Though it had happened several times in the last two days, Spike felt himself overwhelmed with such a powerful incursion of emotion that he was genuinely surprised the wave didn't knock him to the ground. Every time he looked at her, he suffered the same from the takings of his own revelations. She was amazing. She blew him away. With everything that had happened, everything she had seen, everything she had experienced, she still gazed upon him with love, admiration, and acceptance. Things he had never fathomed receiving from anyone, least of all her. Things no one had given him.

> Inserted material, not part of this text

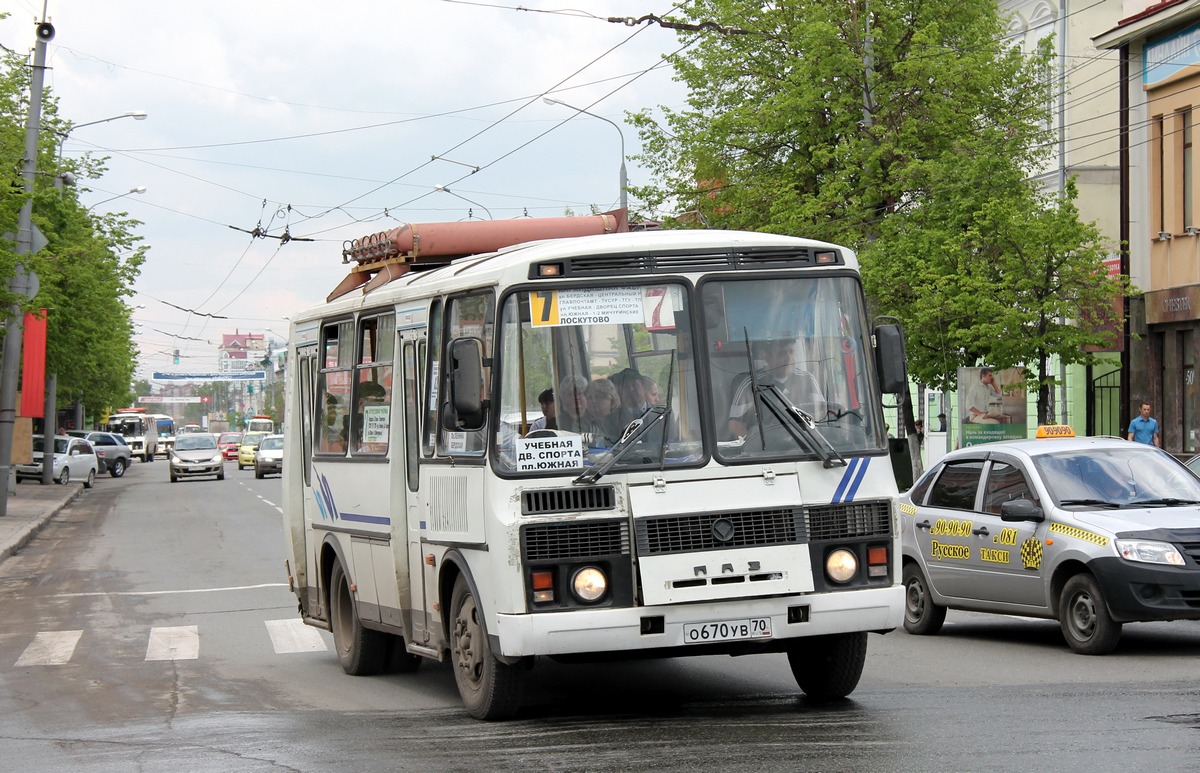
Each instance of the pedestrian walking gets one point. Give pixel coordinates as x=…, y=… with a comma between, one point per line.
x=1144, y=429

He had given her every reason to walk away, but she was still by his side. And that astounded him.

With a small smile that did little to convey the depth of his feeling, he clasped her hand and offered a choked nod. "Thank you."

It was a weak thing to say, and yet he could offer no more. Not now.

A still moment spread through the lobby.

"Ummm..." Tara mused with a confused frown. "Did I m-miss something? Since when did...Buffy? You and Spike? You're..."

"They're a thing," Gunn explained, shrugging casually. "I take it that's not the norm where you come from. It's cool—I never thought I'd be workin' for a vampire. And here I am."

"Wow," Cordelia remarked appraisingly, regarding the Slayer as though seeing her for the first time. "That was very...unBuffy of you, Buffy."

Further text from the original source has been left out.